- Born: Frederick Augusta Pemberton-Smith April 7, 1902 Montreal, PQ
- Died: February 8, 1991 (aged 88) Vankleek Hill, Ontario
- Education: École des Beaux-Arts de Montréal and later in London at the Slade School of Fine Art

= Freda Pemberton-Smith =

Canadian artist (1902-1991)

Freda Pemberton-Smith (April 7, 1902 – February 8, 1991) was a Canadian landscapist and portraitist. Her work has been shown in exhibitions from British Columbia to Newfoundland and is found in private, public and corporate collections at home and abroad.

==Biography and career==
Born April 7, 1902, Freda Pemberton-Smith enjoyed a career that spanned eight decades of the 20th century. She studied at the École des Beaux-Arts de Montréal and later in London at the Slade School of Fine Art. One of her teachers was Edmond Dyonnet in Montreal with whom she studied for nine years, who also numbered Jack Bush and A.Y. Jackson among his students. Her family had reluctantly allowed her to pursued an art career on their understanding that she would earn a living at it. In the 1930s. However, the Depression put an end to a promising start in the field of commercial art and her work was further interrupted by the advent of World War II and service overseas with the Red Cross Volunteer Aid Detachment (VAD). After the war, Pemberton-Smith began painting again and also did some teaching, but like many women artists of the past century, found much of her time taken up with family obligations. It was only after her mother’s death in 1956 that she was able to devote herself fully to her art. She left Montreal in 1965 for the Ottawa Valley town of Vankleek Hill, where she soon became a familiar figure, painting outdoors in watercolour with her paper on the ground and her long-handled brush.

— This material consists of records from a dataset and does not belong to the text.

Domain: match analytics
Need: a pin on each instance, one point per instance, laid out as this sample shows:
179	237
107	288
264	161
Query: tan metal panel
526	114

Pemberton-Smith was known for her expressionistic style and for her strong use of colour and her ability to convey effects of light, mood and movement. Her work has been shown in solo exhibitions at galleries, such as the Memorial University Gallery (St. John’s Newfoundland) (1964); Dresdnere and Kaspar Gallery (Toronto); Wallacks, Robertson Galleries and the Karsh-Masson Gallery (Ottawa); and Zwicker’s Gallery (Halifax), among others. She also participated in group shows held by the Canadian Society of Painters in Water Colour of which she was a member, the Montreal Museum of Fine Arts; the Tom Thomson Art Gallery; and the Pastel Society of America.

==Reviews==

The Montreal Gazette, commenting on an exhibition held in Montreal in 1960, noted: "The subjects for this well-known Montreal artist’s show… (are all) painted with observant and vigorous spontaneity…. Miss Pemberton-Smith is successful in her invigorating and expressive smaller sketches, hastily painted with passionate intensity…. A large palette knife portrait ("Old Newfoundland") [is] remarkable for its monumental and relaxed quality."

In 1962, according to Dorothy Pfeiffer of the Montreal Gazette: "Her best work could hang proudly in any gallery beside paintings of noted contemporary American, French or other Canadian artists. Freda Pemberton-Smith's art is immediately recognizable." Reviewing an exhibition at Wallacks in 1965, the Ottawa Journal stated: "This highly gifted artist…seems to possess equal facility with landscapes, seascapes, street scenes, occasional pieces and portraits…. This is altogether a first rate one-woman show." Discussing "Talent in Three Provinces" (Arts West Magazine, 1981), Marshall Webb refers to her palette: "as that of Cézanne: subtlety and warmth radiate through the reds, blues and greens.... [She] has created universals we all understand." The Ottawa Citizen, in an article on a retrospective held at Ottawa’s Karsh-Masson Gallery entitled "Freda Pemberton-Smith, a Centennial Celebration", described her work as "dynamic": "Her watercolours are vivid and full of movement…. Her pastels and pen-and-ink drawings are composed of bold, definite strokes…. Everywhere, there’s a feeling of pent-up energy and vigour."

Over the years, other articles on Pemberton-Smith have appeared in Le Droit; the Montreal Gazette; the Montreal Star; the Ottawa Citizen; the St. John’s Evening Telegram; Ottawa Life magazine; and the Westmount Examiner. Her work was discussed on CBC Radio, CJOH-TV’s Regional Contact, Rogers TV (then Rogers Cablevision), and Vision TV.